After some 250 years of development which was mainly juristic, fresh need stimulated new methods. The chief need was created by contact with foreigners and the method used was the magisterial edict. Theoretically the ius civile applied only to citizens, and foreigners had no rights or duties under it. Commerce demanded that this condition should cease. After extending their rights to the Latins and concluding special treaties with Carthage the Romans had appointed a special praetor peregrinus (c. 242) to deal with disputes in which foreigners were involved and to relieve the praetor urbanus of this duty. With the acquisition of provinces the sphere of foreign jurisdiction was immensely widened; the magistrate had to develop a method of his own, since the Roman legis actionprocedure was not available, and to decide what law to apply, since the ius civile was designed only for citizens.
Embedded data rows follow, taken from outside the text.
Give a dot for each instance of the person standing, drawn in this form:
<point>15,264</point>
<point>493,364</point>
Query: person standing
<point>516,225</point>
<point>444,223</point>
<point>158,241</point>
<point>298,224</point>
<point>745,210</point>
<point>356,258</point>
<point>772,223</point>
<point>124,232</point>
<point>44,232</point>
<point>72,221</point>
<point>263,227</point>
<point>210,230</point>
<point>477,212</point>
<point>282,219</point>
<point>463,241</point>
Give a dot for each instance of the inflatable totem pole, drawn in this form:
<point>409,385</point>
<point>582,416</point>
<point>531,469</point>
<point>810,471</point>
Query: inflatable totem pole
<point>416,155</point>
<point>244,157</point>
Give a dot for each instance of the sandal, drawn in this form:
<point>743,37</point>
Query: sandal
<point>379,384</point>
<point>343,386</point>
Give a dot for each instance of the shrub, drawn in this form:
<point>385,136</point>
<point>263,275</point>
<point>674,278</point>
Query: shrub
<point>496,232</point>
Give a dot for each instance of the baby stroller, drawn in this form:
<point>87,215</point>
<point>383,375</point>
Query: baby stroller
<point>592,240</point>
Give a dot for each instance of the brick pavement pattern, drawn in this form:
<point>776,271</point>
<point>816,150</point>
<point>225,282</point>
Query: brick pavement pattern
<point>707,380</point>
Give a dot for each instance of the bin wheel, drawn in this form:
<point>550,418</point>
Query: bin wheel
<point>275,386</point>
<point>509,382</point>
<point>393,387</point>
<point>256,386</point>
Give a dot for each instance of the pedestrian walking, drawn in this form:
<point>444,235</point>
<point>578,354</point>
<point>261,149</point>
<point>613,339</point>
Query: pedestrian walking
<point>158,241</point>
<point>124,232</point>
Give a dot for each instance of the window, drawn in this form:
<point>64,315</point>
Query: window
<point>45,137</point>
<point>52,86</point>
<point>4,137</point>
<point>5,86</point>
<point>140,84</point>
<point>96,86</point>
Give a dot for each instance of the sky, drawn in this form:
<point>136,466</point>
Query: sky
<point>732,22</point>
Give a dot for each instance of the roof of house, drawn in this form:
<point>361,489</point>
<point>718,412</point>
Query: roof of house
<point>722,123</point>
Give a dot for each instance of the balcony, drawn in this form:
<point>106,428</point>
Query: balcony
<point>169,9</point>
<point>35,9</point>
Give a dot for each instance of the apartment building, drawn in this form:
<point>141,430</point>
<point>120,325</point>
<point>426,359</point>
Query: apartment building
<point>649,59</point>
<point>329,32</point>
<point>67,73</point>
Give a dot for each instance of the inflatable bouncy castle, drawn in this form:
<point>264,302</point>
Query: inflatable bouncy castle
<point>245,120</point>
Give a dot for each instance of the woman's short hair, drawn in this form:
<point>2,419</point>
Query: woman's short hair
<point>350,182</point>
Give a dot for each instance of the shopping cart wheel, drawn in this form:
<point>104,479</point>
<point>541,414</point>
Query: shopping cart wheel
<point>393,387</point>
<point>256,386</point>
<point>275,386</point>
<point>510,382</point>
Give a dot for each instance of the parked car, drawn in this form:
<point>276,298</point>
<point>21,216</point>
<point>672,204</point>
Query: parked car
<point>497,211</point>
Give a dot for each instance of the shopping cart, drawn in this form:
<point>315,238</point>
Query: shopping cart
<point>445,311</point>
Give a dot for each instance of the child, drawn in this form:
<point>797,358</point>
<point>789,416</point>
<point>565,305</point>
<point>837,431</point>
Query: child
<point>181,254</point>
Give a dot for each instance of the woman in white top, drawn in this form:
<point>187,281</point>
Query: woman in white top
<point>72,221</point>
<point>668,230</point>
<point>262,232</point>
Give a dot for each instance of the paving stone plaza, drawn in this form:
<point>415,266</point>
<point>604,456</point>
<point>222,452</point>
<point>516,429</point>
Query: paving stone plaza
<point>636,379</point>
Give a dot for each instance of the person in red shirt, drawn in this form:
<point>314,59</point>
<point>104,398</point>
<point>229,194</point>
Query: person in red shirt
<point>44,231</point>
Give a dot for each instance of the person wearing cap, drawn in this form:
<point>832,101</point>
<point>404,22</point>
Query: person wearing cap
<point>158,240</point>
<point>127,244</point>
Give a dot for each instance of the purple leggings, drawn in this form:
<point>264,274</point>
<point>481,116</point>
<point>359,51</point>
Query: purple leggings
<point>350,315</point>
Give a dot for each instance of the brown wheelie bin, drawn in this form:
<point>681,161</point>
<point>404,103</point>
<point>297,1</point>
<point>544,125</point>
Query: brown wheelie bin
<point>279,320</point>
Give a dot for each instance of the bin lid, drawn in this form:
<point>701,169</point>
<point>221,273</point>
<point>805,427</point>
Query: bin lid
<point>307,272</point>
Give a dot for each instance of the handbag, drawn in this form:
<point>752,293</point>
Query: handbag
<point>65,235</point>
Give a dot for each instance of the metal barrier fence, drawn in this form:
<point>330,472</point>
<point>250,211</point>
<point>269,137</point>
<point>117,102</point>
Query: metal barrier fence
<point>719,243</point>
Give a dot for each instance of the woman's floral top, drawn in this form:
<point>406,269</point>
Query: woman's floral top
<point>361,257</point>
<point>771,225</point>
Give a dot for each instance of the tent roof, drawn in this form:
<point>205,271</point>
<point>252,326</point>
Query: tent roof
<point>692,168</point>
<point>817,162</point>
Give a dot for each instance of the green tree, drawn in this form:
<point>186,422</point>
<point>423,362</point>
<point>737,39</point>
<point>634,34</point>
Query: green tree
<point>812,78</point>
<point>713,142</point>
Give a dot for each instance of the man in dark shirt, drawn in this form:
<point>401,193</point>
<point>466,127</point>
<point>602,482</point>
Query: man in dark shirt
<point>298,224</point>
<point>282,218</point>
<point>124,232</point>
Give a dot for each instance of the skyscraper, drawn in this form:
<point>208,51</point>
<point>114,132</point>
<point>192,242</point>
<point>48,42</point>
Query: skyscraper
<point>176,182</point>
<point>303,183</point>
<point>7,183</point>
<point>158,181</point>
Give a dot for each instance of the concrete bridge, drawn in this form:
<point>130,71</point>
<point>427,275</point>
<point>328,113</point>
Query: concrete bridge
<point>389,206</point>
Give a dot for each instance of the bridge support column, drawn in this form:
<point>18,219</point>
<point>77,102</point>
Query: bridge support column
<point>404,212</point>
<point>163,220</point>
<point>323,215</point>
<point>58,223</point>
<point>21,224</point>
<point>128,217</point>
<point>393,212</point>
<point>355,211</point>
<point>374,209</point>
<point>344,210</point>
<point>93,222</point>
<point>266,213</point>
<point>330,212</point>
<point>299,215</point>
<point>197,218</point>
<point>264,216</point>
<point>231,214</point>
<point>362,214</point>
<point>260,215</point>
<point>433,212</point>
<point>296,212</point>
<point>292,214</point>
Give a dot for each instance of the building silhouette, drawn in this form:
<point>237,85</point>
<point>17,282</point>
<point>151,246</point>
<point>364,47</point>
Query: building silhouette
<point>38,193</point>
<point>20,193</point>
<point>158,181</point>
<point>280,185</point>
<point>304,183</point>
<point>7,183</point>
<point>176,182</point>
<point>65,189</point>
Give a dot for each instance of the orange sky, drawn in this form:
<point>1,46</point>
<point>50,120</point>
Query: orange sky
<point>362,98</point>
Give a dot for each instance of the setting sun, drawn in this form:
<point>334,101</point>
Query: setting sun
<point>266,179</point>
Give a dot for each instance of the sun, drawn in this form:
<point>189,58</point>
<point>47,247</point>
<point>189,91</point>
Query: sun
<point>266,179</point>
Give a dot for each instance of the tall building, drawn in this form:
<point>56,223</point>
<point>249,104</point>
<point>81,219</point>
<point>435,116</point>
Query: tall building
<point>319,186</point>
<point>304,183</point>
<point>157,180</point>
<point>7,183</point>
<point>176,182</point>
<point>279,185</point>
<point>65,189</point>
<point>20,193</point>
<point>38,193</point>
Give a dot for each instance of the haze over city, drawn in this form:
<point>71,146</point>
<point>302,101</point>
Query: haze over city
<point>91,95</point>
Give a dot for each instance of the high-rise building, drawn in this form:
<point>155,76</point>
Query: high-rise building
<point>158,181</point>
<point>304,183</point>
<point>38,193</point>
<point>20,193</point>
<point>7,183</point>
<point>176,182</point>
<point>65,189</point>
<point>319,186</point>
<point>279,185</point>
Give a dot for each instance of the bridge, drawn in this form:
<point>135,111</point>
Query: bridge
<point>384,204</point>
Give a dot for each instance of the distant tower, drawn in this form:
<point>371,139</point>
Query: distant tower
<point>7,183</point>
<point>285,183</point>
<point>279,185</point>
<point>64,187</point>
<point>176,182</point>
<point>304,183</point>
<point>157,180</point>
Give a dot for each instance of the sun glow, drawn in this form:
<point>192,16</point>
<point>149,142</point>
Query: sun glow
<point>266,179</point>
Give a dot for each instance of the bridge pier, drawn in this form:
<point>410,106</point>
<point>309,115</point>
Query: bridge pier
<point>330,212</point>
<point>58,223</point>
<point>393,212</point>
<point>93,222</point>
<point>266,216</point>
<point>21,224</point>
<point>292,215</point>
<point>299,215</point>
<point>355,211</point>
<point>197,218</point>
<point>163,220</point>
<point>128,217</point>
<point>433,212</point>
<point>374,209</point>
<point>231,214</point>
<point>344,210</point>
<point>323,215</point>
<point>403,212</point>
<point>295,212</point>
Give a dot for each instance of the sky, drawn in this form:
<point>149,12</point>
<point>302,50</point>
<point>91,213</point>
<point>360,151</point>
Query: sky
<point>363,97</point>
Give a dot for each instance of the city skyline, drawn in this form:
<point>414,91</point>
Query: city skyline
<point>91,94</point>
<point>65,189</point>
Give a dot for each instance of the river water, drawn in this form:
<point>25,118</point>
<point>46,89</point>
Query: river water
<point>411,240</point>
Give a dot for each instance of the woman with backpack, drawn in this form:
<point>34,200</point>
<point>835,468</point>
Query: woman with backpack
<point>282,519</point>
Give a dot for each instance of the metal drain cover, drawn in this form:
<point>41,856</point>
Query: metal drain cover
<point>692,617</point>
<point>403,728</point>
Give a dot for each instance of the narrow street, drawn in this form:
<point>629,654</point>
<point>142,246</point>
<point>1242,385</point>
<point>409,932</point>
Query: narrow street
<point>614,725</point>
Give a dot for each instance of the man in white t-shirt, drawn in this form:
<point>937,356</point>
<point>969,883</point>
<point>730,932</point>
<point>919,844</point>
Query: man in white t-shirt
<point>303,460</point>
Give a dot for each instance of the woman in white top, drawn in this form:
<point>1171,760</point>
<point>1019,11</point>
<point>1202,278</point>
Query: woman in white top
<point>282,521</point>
To build up a code of ‘private international law’ would prove too cumbersome, and in practice the praetor peregrinus and the provincial governor issued edicts, stating what principles they would adopt. These would naturally be based mainly on Roman law, but Roman formalism was tempered by foreign, especially Greek ideas. Thus a system was created which was not the Roman ius civile; it governed all free men, irrespective of nationality. This led to the conception of ius gentium, or ‘that part of the law which we apply both to outselves and to foreigners’. Later in the first century under the influence of Aristotle’s division of law into ‘man-made’ (νοµιϰόν) and ‘natural’ or ‘common’ (ϕυσιϰόν: ϰοινόν), and of Stoic ideas of ‘life according to nature’, the ius gentium was identified with the law of Nature or a law common to all peoples. This creation of ius gentium, or commercial law, was a magnificent achievement by which Roman law was modernized. It was made possible by the praetorian edict.

As the English legal system comprises common law and equity, so beside the Roman ius civile, which was formed by statute and interpretation, there was created a counterpart to the earlier English equity: a system of magisterial law (ius honorarium) grew up from the edicts in which higher magistrates, especially praetors, proclaimed their orders and intentions. Though such edicts were valid only for the year, each magistrate would in practice take over the bulk of his predecessor’s proclamation. Since the praetor could not legislate, his edicts were not statutes, but they were nevertheless an important source of law; he could not give a right but he could promise a remedy, and this in turn implies the existence of a right. According to Papinian the function of the ius honorarium was to ‘aid, supplement or correct’ the civil law. It is uncertain when the praetors attained this full right: indeed this is one of the most controversial questions of Republican law. For many years the early system of legis actiones and purely civil law prevailed, until the Lex Aebutia (c. 150) substituted for the stereotyped legis actiones a formulary system of procedure by which cases were tried in a form of words which depended on the praetor. It would seem probable that this law was preceded by a period in which a praetor, who had public opinion behind him, could exercise some influence, but he was not legally given a free hand until the enactment of the Lex Aebutia, which marks the beginning of the great period of the praetorian edict. The ius civile was gradually amended by the ius praetorium. Thus the law of a city-state was adapted to meet the needs of an empire, and Roman law became one of the chief civilizing forces in the history of mankind, and the basis of a large part of modern European law.